二代目神山善四郎氏の長男として誕生。幼少時より、リンゴ園にて教えを受ける。
「当農園の無袋栽培方法は、大変、手間がかかります」と前置きをしながら、神山善春は言う。
「9月からはリンゴに太陽光が沢山あたるように、葉取り作業を行いますが、一度に葉を採ってしまうと、光合成が損なわれ糖度が出ません。そこで、11月上旬の収穫まで葉に当たる日照時間をできるだけ長くするため、段階的に葉取り作業を行います。
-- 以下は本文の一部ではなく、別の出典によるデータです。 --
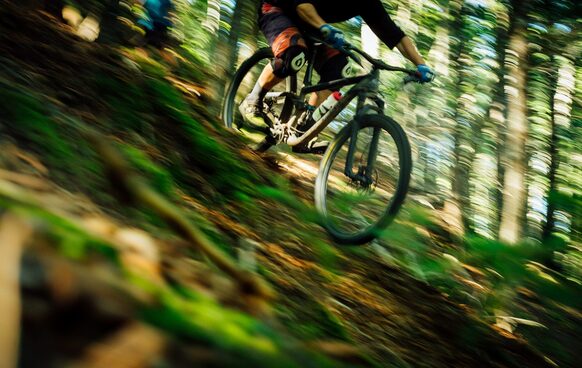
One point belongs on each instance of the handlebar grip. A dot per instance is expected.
(411, 79)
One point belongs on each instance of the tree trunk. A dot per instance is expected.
(514, 196)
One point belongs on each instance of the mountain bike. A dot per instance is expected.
(364, 174)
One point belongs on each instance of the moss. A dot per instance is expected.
(27, 120)
(218, 165)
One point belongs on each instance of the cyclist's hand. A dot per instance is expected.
(333, 36)
(425, 74)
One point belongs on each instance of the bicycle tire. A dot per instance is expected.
(228, 110)
(400, 140)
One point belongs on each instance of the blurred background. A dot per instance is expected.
(493, 220)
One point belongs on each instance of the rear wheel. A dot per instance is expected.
(356, 210)
(242, 84)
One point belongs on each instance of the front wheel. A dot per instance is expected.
(358, 202)
(241, 85)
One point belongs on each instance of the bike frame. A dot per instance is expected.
(365, 88)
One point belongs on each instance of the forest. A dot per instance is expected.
(136, 230)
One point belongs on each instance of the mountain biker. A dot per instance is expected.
(283, 22)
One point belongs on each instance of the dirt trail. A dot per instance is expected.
(353, 298)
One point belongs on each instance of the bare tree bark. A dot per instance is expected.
(514, 195)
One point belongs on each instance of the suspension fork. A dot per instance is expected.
(364, 175)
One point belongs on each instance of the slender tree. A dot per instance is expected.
(514, 196)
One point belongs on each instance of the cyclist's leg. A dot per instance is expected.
(330, 64)
(289, 49)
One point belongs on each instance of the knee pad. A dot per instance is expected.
(290, 62)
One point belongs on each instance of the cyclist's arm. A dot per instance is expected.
(309, 15)
(384, 27)
(409, 51)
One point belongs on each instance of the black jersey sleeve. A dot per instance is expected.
(380, 22)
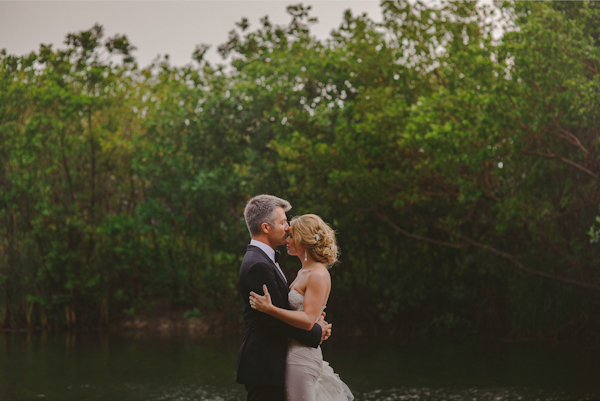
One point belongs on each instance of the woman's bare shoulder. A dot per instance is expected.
(320, 272)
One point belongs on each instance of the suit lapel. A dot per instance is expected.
(278, 273)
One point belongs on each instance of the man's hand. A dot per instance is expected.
(325, 327)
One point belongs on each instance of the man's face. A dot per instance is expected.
(279, 232)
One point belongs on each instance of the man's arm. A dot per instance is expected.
(262, 273)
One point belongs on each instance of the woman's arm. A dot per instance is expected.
(314, 298)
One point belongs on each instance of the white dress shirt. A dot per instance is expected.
(270, 253)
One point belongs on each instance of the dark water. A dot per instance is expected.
(97, 366)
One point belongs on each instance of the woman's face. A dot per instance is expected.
(291, 247)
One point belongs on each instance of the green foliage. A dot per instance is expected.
(449, 161)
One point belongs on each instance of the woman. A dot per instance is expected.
(308, 377)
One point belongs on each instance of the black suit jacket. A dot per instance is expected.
(261, 360)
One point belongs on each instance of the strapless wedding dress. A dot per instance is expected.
(307, 376)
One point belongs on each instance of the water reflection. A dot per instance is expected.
(95, 366)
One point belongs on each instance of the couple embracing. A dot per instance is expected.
(280, 357)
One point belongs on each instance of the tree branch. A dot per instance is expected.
(559, 157)
(519, 264)
(418, 237)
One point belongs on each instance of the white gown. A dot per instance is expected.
(307, 376)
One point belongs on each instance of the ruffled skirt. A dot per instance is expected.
(309, 378)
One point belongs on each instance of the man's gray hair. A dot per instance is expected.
(261, 209)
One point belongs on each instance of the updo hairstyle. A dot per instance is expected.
(310, 231)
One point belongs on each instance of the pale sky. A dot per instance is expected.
(157, 27)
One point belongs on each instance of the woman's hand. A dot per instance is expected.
(259, 302)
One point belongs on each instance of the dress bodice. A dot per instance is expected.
(296, 300)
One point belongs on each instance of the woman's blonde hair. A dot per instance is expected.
(310, 231)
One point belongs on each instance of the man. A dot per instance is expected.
(261, 360)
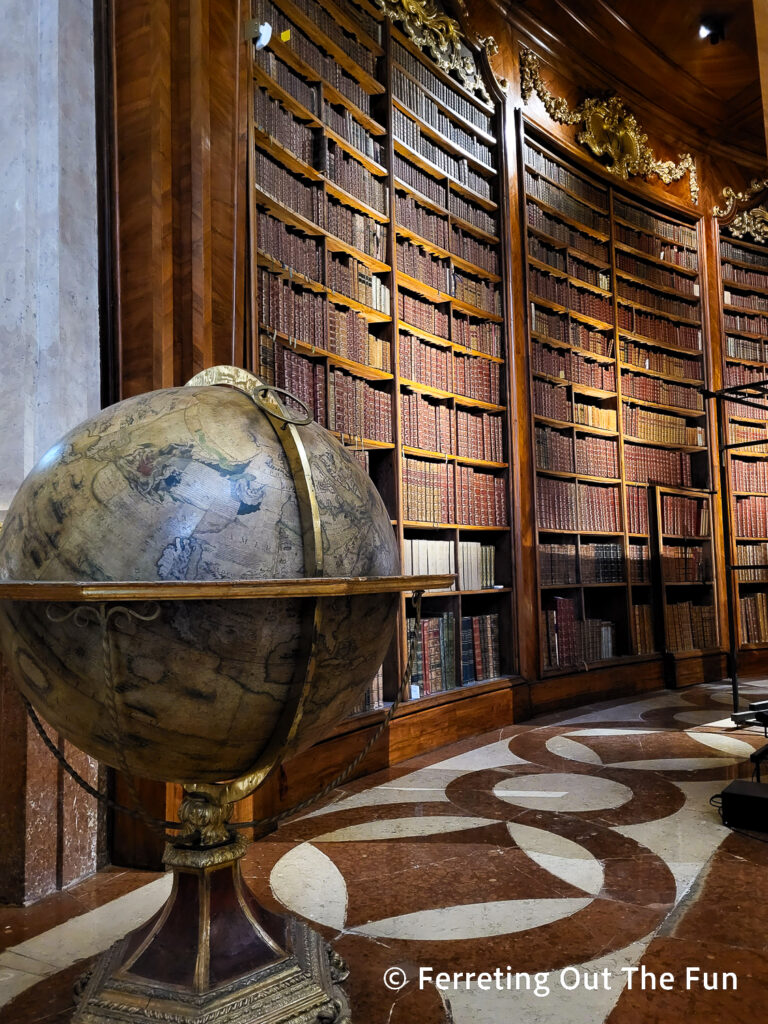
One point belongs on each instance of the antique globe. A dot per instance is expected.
(197, 483)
」
葉取り作業は、早朝から日没まで休むことなく続けられる。
「更に10月からリンゴに太陽の光をむらなく浴びせさせるため、リンゴのつるを回転させ、全体にくまなく色をつける作業を、11月の収穫間際まで行います」
「つる回し」と呼ばれるこの作業が、また神経を使う。
「リンゴに傷をつけたり、落とさないよう神経を使いながら丹念に手作業で行うので、一日にできる数が限られます。かつ大変熟練のいる作業です」
神山善春は、この作業を70年間、休むことなく続けてきたという。
さらに、その年の収穫が終わると、一番良いリンゴの枝を親木に接ぎ木。3年~4年経過すると収穫できるようになり、その後の経過を見ながら古い枝を剪定していくという。
神山善春は続ける。
「この作業を根気よく丹念に改良を重ね続けてきました。神山農園オリジナルのリンゴは、こうして時間をかけながら美味しく育ってきたのです」
何事にも同じく、人を感動させるものは、
一朝一夕には生まれることはないのだろう。
「数年前からは、孫の神山友孝と共に、どこにも負けないリンゴ作りをめざして頑張っております」
リンゴ栽培の話をする時の真剣な表情とは打って変わり、白い歯がのぞく。
美味しいリンゴには、人間味も欠かせない。